Öteki takım bizi hafife aldı.
- The other team took us lightly.
Birini tanıyorum da ötekini değil.
- I know one of them but not the other.
Başka seçeneğim yoktu.
- I had no other choice.
Başkalarıyla konuşurken, kollarınız çaprazlama bağlı şekilde onu yapıyorsunuz.
- When you talk to others, you're doing it with your arms crossed.
Bizim iki kedimiz var, biri beyaz, diğeri siyahtır.
- We have two cats; one is white, and the other is black.
Bir el diğerini yıkar.
- One hand washes the other.
Küçük kız, Emily'den başkasına asla gülümsemez.
- The little girl never smiles at anyone other than Emily.
O, Tom'dan başkası değil.
- It's none other than Tom!
Geçen gün kameramı kaybettim.
- I lost my camera the other day.
Geçen gün bahsettiğim araba bu.
- This is the car I spoke of the other day.
Tom'tan başka kimsenin onu yaptığını hiç görmedim.
- I've never seen anyone other than Tom do that.
Başkalarına iyilik etmek değerli bir harekettir; başkalarını incitmek bir günahtır.

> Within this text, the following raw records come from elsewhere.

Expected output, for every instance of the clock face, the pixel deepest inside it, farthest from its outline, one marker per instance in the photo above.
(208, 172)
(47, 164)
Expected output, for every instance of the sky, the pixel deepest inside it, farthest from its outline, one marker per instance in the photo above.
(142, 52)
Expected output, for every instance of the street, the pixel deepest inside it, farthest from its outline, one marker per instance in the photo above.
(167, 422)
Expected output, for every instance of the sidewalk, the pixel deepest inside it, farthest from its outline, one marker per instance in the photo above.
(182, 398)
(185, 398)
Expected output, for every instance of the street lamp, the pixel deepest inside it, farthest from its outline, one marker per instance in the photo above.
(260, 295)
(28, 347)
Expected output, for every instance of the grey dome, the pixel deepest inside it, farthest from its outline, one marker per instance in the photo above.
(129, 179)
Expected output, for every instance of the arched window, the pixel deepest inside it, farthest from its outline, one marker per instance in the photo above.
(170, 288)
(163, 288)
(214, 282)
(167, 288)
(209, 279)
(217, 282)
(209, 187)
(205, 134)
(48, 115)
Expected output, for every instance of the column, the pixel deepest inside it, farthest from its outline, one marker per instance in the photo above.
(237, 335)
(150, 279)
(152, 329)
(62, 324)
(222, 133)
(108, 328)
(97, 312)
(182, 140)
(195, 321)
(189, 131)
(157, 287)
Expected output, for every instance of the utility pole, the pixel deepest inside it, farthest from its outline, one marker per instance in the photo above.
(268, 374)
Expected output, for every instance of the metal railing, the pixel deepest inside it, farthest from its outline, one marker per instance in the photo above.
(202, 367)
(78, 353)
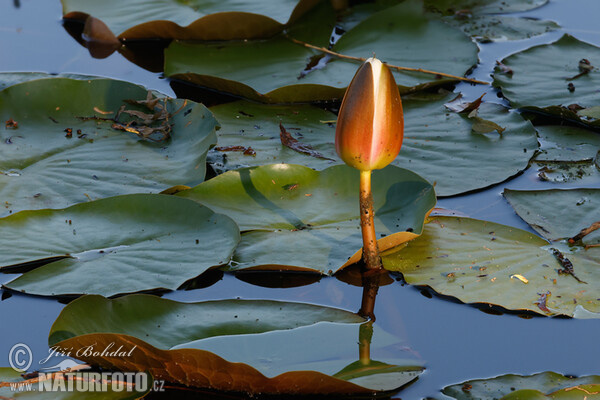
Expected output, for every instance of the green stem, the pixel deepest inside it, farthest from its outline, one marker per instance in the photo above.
(370, 254)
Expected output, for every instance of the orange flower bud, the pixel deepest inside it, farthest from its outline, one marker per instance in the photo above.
(370, 125)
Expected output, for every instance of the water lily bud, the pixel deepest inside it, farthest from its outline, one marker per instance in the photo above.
(370, 125)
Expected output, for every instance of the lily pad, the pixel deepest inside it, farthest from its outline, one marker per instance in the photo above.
(276, 70)
(533, 387)
(12, 78)
(13, 386)
(567, 143)
(568, 154)
(204, 344)
(286, 209)
(558, 214)
(250, 136)
(486, 28)
(64, 149)
(450, 7)
(121, 244)
(483, 262)
(481, 19)
(443, 147)
(190, 20)
(549, 75)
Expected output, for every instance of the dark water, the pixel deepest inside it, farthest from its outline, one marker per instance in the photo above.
(457, 342)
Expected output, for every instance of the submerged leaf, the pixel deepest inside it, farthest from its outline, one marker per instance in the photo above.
(233, 345)
(190, 20)
(14, 386)
(67, 152)
(401, 35)
(542, 74)
(558, 214)
(429, 129)
(285, 209)
(483, 262)
(525, 387)
(289, 141)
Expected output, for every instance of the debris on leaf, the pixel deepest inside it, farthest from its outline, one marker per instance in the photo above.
(151, 102)
(458, 105)
(584, 232)
(520, 277)
(247, 151)
(585, 66)
(482, 126)
(504, 69)
(99, 111)
(566, 264)
(154, 126)
(290, 142)
(11, 124)
(591, 112)
(542, 301)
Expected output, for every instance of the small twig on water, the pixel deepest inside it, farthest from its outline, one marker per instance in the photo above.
(361, 59)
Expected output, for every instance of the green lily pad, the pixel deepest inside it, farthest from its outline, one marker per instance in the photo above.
(286, 209)
(558, 214)
(121, 244)
(442, 146)
(485, 28)
(450, 7)
(512, 386)
(12, 78)
(568, 154)
(541, 75)
(250, 135)
(191, 20)
(166, 323)
(429, 129)
(481, 19)
(64, 150)
(275, 70)
(567, 143)
(483, 262)
(13, 386)
(204, 344)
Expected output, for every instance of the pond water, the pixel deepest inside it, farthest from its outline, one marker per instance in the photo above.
(457, 342)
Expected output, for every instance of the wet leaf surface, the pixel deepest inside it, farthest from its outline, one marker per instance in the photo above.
(450, 7)
(533, 387)
(122, 244)
(542, 75)
(234, 345)
(273, 69)
(482, 19)
(190, 20)
(558, 214)
(285, 209)
(438, 144)
(486, 28)
(441, 145)
(66, 150)
(483, 262)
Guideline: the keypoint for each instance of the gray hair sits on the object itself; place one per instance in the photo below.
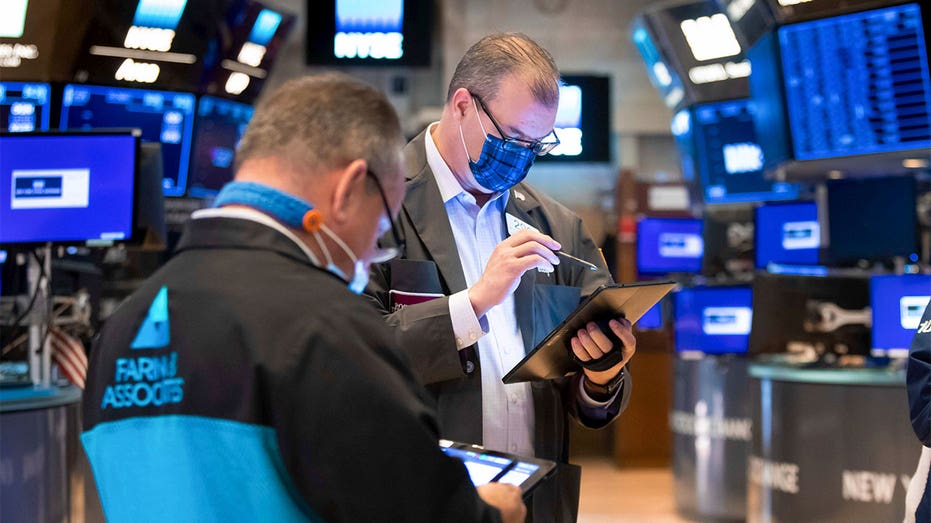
(498, 55)
(323, 122)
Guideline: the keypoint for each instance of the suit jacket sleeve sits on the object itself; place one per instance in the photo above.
(918, 380)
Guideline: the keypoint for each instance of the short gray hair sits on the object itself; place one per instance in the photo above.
(498, 55)
(323, 122)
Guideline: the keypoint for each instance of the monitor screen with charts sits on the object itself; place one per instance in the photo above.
(82, 193)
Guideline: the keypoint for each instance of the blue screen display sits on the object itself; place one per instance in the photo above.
(667, 245)
(24, 107)
(220, 126)
(898, 303)
(162, 116)
(713, 320)
(787, 233)
(857, 83)
(82, 192)
(729, 159)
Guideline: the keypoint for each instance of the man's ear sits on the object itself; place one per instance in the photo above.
(349, 191)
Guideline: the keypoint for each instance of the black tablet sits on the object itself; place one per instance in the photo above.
(487, 466)
(552, 357)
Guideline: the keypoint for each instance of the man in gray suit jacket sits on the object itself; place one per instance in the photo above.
(479, 282)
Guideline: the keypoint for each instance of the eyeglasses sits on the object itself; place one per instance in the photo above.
(539, 147)
(398, 242)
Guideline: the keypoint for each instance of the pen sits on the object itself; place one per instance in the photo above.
(591, 266)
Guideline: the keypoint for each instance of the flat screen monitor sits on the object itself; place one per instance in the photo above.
(857, 83)
(165, 117)
(787, 233)
(872, 219)
(898, 303)
(666, 245)
(583, 120)
(82, 193)
(219, 126)
(713, 320)
(827, 314)
(369, 32)
(729, 158)
(25, 107)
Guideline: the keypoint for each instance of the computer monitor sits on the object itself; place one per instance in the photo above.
(218, 128)
(872, 219)
(787, 233)
(825, 313)
(24, 107)
(166, 117)
(713, 320)
(385, 33)
(857, 83)
(666, 245)
(898, 303)
(84, 192)
(729, 159)
(583, 120)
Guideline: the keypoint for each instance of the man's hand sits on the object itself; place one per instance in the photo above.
(509, 261)
(507, 499)
(591, 344)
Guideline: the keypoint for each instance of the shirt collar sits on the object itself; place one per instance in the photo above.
(445, 179)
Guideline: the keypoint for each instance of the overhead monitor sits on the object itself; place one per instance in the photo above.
(668, 245)
(255, 33)
(698, 42)
(713, 320)
(220, 125)
(872, 219)
(898, 303)
(583, 120)
(82, 193)
(163, 116)
(729, 158)
(787, 233)
(369, 32)
(25, 107)
(857, 83)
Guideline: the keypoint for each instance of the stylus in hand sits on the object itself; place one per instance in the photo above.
(591, 266)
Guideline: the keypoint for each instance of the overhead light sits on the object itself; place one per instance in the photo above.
(915, 163)
(710, 37)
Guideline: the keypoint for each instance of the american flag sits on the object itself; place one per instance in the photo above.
(68, 352)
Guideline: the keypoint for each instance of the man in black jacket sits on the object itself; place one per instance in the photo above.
(245, 381)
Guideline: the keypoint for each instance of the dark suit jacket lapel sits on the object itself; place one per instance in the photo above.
(424, 205)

- To do good to others is a meritorious act; to hurt others is a sin.
Bu gün başka sıradan bir gün gibi başladı.
- This day started like any other ordinary day.
Bundan başka boyutlarda var mı?
- Do you have this in other sizes?
Bundan başka herhangi bir şey yapma.
- Don't do anything other than this.